BRENDAN: Well, what can I say? I'm sorry to hear you tell me this. And I can see that you're sincere. But you've got to be mistaken. The truth is that justice isn't something people are afraid of: justice is something everyone loves. And you don't have to look very far to see this. I don't know as much about the world as many people, but even I can think of places where you wouldn't just be welcomed, you'd even be celebrated.
JUSTICE: Yes? And where do you suggest I go?
BRENDAN: How about the Ministry of Justice? Have you ever thought of going there?

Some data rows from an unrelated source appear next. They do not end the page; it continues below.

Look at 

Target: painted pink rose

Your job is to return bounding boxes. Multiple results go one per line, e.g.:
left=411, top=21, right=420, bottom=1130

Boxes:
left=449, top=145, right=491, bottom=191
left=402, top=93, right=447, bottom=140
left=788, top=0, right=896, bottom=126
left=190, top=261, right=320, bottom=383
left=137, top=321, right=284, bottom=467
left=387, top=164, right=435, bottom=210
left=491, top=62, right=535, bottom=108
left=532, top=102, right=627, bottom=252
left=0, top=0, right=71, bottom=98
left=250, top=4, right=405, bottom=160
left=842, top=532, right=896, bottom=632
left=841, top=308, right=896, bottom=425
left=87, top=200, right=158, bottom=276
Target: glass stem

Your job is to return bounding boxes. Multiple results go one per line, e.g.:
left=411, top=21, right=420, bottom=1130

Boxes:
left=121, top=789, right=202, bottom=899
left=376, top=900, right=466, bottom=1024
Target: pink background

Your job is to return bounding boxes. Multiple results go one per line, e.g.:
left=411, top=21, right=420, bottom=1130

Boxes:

JUSTICE: The Ministry of Justice?
BRENDAN: Yes, it's named after you, isn't it? It's also a perfect example of how much the world loves you. If you want to understand what people think about justice, consider this. Go anywhere on earth, from China to the Americas, and you'll see that each government has a Ministry of Justice or a Department of Justice. The justice system couldn't operate without them.
JUSTICE: And this justice system, what does it do for the people that it's so important?
BRENDAN: Only committing them to prison. The system has other functions, but this is definitely one of the first. Every year around the world, the different Ministries of Justice arrest people in your name and send them away to jail, sometimes for years, sometimes for their entire life. And they work so hard promoting you that more people get locked up in each new year than in the last. The more I think about it, the best place for you to go would probably be the United States: this is a country which has incarcerated more of its own citizens than any other nation on earth. They build new jails there all the time - in many smaller American towns the biggest and most beautiful buildings are jails. You could think of them as monuments in your honor. And the American justice system is exceptional in other ways too. For one thing, it's multicultural in a country where little else is. Minorities still have trouble getting ahead in business or government there: but the prisons are crowded with blacks and Hispanics. And the same's true for the mentally ill, or people with learning disabilities, or who come from broken homes, or grow up with drug abuse or alcoholism. You might say the justice system welcomes the people no one else wants. Even poverty is an advantage. When looking for work or education, the poor always have it the hardest: but no one, no matter how poor, has trouble finding a prison cell.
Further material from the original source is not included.